Pedro Santos sublinhou que “as ditaduras são imposições daquilo que uma pessoa ou grupos de pessoas acreditam, como se fossem seres especiais que possuem as melhores soluções para todos os problemas, mas não são”.

“A pluralidade de opiniões, o multiculturalismo e as simples diferenças de opinião são, felizmente, inevitáveis”, e são, simultaneamente, os motivos pelos quais “todos os regimes totalitários acabam por ruir, mais cedo ou mais tarde”, defendeu o representante.

Reiterando que “a liberdade não tem dono: é de todos”, daqueles que “que amam a liberdade” e daqueles que “não acreditam em ditaduras boas ou menos más”, o deputado municipal aproveitou ainda o momento para deixar críticas à “cultura do amiguismo, que se sobrepõe à meritocracia”.

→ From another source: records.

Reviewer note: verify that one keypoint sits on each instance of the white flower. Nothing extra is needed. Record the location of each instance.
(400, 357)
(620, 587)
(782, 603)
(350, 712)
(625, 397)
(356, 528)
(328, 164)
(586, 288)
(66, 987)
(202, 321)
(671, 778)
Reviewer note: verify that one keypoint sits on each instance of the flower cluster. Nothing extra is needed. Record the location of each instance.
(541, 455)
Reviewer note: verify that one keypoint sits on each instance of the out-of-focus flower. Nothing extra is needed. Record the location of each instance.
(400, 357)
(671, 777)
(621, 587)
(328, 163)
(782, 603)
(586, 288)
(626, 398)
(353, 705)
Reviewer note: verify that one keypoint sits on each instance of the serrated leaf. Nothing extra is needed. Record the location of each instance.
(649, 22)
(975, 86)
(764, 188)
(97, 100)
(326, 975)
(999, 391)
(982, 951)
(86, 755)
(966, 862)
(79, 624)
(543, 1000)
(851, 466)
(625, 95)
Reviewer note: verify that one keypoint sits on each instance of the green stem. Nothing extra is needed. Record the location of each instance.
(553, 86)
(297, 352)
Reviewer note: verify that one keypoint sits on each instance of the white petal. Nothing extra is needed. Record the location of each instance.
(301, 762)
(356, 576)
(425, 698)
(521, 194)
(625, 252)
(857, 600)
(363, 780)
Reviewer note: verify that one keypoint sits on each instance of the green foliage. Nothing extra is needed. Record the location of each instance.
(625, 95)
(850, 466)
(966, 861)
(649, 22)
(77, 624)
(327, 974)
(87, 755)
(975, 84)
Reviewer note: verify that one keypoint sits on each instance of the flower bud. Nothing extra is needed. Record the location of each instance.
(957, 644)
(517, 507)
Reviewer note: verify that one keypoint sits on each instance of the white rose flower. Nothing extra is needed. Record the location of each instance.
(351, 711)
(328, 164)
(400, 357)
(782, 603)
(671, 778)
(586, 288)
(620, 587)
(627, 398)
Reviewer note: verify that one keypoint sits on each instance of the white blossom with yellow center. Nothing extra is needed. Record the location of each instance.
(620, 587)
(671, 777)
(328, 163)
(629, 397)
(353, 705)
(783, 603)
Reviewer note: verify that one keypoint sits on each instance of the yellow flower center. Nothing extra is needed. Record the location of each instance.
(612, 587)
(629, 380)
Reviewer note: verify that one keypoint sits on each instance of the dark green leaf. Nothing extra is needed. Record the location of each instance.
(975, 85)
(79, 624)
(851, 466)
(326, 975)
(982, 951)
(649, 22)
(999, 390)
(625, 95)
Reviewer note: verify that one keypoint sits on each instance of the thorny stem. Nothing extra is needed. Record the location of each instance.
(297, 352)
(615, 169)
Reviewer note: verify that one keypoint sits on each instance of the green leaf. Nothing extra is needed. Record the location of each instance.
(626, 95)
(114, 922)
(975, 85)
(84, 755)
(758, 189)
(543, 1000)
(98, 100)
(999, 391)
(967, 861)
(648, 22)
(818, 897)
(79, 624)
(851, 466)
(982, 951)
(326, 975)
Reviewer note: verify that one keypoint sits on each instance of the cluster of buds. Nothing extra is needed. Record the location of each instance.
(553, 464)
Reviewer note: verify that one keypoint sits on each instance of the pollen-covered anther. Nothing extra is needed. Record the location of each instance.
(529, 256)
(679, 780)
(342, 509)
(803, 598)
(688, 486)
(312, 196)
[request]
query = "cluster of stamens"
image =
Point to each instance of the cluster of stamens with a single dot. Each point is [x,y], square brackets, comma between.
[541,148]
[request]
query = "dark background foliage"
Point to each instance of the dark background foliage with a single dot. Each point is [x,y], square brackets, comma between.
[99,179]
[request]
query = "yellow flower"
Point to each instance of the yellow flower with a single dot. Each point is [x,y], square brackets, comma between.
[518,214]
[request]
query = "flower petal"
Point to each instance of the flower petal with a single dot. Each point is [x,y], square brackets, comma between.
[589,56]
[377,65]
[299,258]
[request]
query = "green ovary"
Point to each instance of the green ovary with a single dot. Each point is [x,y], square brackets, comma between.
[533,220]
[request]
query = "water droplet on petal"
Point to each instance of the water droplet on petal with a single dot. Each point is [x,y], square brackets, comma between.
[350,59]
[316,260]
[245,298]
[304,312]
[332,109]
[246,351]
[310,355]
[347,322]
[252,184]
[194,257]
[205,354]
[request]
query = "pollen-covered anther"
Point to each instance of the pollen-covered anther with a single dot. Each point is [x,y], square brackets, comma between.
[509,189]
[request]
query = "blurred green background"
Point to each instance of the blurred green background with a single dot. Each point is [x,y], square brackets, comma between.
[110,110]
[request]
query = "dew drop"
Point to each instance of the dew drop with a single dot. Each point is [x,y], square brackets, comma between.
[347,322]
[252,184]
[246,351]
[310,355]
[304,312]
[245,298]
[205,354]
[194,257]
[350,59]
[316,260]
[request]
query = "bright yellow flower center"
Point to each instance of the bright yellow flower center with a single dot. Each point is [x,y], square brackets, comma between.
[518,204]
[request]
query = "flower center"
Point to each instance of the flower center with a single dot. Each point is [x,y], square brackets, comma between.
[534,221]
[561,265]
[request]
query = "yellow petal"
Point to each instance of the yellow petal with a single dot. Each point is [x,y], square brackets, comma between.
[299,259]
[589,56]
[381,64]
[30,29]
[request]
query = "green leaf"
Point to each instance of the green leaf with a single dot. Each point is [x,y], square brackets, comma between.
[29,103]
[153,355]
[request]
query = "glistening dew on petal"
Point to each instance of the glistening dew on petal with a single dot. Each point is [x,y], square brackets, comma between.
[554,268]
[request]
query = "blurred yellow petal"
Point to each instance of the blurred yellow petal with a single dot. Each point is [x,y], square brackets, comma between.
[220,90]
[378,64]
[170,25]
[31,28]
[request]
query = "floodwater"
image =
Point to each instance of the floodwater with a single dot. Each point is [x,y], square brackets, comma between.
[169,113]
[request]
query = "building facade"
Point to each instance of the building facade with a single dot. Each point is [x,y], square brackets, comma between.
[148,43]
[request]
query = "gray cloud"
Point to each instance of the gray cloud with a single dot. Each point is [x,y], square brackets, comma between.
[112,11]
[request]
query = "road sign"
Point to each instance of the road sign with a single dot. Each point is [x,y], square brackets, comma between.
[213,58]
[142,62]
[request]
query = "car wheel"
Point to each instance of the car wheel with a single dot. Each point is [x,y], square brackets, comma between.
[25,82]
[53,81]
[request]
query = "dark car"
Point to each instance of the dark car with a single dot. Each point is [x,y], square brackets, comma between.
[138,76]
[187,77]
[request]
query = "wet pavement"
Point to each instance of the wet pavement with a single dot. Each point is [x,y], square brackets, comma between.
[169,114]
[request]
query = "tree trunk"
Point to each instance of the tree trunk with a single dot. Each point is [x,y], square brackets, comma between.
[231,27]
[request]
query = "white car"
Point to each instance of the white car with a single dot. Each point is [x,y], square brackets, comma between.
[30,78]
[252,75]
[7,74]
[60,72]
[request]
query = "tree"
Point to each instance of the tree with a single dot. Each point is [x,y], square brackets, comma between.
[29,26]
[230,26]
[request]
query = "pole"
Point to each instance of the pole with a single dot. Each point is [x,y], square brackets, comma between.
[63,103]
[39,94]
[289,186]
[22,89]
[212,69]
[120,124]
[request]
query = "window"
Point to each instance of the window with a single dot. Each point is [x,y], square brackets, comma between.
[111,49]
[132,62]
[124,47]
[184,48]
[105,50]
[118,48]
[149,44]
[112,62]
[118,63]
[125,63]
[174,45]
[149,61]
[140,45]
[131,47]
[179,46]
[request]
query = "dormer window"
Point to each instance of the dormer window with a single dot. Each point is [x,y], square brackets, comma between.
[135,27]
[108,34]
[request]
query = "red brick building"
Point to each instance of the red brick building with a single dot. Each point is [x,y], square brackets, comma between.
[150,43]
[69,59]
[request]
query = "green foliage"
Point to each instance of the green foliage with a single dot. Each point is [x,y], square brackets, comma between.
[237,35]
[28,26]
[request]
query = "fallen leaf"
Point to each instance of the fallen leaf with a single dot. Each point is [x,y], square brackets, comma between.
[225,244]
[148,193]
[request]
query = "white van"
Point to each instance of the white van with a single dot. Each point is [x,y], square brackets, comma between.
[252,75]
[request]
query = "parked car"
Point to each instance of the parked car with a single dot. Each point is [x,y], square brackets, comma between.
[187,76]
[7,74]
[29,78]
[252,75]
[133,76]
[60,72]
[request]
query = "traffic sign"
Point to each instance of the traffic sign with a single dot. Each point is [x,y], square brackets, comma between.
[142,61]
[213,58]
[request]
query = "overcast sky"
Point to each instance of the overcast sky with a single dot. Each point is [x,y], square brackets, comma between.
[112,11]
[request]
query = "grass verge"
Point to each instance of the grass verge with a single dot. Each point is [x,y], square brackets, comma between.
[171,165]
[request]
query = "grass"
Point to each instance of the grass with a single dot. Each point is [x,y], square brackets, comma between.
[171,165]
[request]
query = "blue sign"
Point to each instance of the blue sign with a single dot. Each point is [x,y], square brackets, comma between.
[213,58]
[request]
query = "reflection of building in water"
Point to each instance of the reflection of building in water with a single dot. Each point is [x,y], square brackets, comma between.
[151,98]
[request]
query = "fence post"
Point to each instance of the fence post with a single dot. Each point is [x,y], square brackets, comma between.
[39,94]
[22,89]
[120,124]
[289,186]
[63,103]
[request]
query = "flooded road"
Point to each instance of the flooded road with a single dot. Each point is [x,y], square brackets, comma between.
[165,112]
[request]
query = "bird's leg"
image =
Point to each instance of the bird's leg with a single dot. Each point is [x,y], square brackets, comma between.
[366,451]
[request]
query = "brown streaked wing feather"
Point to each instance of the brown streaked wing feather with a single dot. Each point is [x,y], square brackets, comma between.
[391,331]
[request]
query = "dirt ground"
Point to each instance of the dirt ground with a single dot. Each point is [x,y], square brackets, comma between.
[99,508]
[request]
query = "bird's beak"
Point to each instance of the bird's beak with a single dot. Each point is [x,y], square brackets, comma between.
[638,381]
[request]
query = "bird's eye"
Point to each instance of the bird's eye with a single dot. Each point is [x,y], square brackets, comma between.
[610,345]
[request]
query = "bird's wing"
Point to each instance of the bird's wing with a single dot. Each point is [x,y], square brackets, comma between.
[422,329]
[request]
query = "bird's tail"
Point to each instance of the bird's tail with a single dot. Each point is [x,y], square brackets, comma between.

“Falta muito em todos nós para que se possa cumprir abril”, evidenciou Pedro Santos, lembrando que os tempos desafiantes que se vivem atualmente nos devem “despertar de uma sonolência coletiva”.

Por último, o deputado municipal deixou uma questão para reflexão dos presentes: “De que nos vale um país livre enquanto não existir igualdade de oportunidades, igualdade na possibilidade de escolhas?”. “Nunca existirá liberdade no seu todo”, concluiu Pedro Santos.

Se por um lado as gerações mais novas nasceram num país livre, não nasceram num país prospero, algo que, a seu ver, deve ser motivo de reflexão. “Como principais atores políticos que somos, devemos refletir o porquê de não termos um país à altura das nossas ambições e dos nossos sonhos. Se todas as gerações fizerem a sua parte, o futuro será mais risonho”, finalizou.